In this project, I explored consumer complaints data collected by the FCC about telecommunication services from 2014 to 2024. I filtered the data to focus on the most common types of complaints and states with the highest number of issues, making it easier to analyze and visualize. Surprisingly, the overall number of complaints did not significantly increase over the years. This aligns with external findings, such as FTC reports indicating a significant decrease in unwanted call complaints since 2021.

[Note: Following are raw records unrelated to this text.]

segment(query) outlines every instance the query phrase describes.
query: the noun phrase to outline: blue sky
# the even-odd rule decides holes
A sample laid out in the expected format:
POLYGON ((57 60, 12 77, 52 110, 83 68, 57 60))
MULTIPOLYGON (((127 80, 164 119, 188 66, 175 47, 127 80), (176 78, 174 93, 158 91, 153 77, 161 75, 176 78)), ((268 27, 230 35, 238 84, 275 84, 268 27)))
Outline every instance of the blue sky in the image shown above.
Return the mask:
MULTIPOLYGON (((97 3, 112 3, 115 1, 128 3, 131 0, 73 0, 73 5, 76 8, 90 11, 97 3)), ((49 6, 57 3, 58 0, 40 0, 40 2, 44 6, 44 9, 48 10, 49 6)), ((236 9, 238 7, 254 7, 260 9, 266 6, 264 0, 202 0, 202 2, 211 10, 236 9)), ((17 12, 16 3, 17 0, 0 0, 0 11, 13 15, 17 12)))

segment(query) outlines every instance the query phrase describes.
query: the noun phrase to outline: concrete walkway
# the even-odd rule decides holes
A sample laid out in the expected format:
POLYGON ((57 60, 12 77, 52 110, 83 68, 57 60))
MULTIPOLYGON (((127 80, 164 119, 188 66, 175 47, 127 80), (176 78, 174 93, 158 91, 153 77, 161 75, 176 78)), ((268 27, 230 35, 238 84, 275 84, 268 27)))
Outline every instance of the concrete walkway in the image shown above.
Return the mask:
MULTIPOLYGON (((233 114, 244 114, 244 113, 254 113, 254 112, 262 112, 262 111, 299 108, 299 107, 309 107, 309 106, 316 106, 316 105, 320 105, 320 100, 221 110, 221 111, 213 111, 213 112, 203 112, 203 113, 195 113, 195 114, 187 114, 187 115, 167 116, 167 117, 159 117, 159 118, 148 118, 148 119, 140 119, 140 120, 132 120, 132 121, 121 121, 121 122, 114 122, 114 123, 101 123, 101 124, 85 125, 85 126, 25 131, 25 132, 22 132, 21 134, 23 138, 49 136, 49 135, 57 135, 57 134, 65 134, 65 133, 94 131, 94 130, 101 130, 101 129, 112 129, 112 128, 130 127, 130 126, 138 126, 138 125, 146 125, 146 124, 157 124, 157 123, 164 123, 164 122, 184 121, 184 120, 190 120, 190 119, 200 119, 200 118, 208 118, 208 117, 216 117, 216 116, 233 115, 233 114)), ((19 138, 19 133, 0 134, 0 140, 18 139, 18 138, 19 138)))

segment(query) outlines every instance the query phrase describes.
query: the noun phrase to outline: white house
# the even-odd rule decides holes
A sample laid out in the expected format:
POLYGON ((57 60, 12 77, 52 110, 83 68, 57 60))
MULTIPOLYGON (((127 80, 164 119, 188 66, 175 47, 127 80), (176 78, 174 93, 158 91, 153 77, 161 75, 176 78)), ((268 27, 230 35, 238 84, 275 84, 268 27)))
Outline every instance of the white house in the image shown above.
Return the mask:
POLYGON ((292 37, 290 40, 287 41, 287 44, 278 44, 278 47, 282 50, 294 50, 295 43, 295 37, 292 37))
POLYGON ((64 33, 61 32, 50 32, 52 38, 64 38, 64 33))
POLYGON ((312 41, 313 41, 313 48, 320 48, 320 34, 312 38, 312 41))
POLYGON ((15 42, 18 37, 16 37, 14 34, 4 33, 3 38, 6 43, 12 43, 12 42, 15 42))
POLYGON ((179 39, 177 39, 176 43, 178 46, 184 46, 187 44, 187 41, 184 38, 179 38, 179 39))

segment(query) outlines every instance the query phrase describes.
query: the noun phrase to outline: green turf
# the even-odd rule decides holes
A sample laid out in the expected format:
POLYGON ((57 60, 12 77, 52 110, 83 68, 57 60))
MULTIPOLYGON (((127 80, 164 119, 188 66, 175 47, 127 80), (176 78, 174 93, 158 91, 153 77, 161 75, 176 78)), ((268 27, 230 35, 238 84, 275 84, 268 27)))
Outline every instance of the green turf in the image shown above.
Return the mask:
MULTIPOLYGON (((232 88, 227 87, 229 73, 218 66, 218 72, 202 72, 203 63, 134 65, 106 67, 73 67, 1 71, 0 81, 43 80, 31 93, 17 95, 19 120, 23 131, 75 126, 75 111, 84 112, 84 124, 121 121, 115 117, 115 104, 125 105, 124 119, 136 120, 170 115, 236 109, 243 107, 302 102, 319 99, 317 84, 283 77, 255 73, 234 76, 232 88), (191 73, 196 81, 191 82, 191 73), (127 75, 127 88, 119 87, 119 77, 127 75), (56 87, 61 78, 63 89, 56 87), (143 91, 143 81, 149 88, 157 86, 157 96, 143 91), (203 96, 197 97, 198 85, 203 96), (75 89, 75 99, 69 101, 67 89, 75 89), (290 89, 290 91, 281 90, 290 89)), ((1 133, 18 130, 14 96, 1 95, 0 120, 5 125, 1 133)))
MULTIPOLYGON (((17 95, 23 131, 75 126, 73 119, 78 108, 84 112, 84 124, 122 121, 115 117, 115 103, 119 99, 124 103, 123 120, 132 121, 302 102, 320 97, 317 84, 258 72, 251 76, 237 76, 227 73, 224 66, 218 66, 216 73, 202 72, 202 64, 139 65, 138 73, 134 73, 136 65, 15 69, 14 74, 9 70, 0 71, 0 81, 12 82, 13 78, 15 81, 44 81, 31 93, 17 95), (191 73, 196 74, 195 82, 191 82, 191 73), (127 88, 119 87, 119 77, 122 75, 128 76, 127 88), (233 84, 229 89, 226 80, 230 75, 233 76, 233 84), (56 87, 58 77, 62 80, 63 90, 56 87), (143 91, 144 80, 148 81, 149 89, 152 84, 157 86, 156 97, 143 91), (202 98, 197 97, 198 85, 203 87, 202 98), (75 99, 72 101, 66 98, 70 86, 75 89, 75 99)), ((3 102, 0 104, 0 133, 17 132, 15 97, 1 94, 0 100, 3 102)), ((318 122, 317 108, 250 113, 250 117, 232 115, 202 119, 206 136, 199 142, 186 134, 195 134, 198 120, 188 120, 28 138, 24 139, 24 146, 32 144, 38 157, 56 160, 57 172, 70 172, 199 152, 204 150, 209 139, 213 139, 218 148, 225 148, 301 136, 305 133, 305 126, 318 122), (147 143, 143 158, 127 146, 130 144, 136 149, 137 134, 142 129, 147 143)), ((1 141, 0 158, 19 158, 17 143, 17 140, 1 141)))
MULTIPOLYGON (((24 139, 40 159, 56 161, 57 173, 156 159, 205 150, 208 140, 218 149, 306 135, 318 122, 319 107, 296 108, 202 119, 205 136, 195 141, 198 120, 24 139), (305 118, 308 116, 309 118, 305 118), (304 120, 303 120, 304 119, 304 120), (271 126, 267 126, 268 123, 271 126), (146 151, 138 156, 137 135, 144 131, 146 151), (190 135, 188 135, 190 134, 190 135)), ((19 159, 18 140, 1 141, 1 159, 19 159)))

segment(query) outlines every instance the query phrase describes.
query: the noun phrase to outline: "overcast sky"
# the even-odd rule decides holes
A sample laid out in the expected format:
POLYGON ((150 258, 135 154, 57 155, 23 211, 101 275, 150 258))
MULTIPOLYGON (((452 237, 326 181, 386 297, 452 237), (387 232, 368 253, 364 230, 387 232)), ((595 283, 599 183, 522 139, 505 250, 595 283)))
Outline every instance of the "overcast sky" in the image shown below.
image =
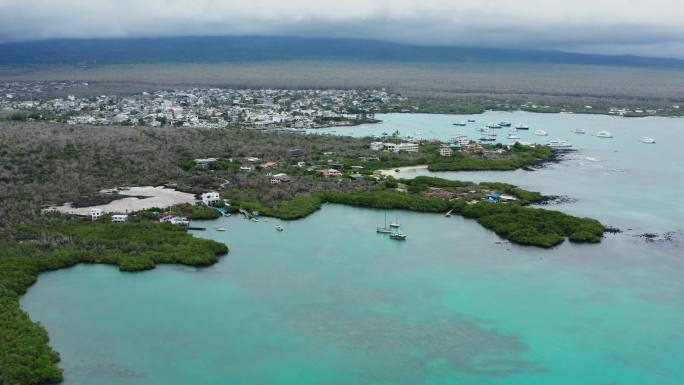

The biggest challenges for me were not just handling a large dataset with over 3 million rows and 18 variables but rather figuring out exactly how to approach it. Finding the right questions to ask, deciding how to filter and analyze the data effectively, and especially extracting longitude and latitude coordinates (since these were mixed together with ZIP codes and state names in a single column) were difficult tasks. Despite these challenges, I learned valuable skills for managing and interpreting complex data.

In the future, I’d like to explore the real reasons behind the stability or even slight decline in complaint numbers. For example, maybe fewer people are reporting complaints now—I personally didn’t know I could submit complaints about unwanted calls or scams to the FCC, so perhaps others also aren’t aware of this reporting process.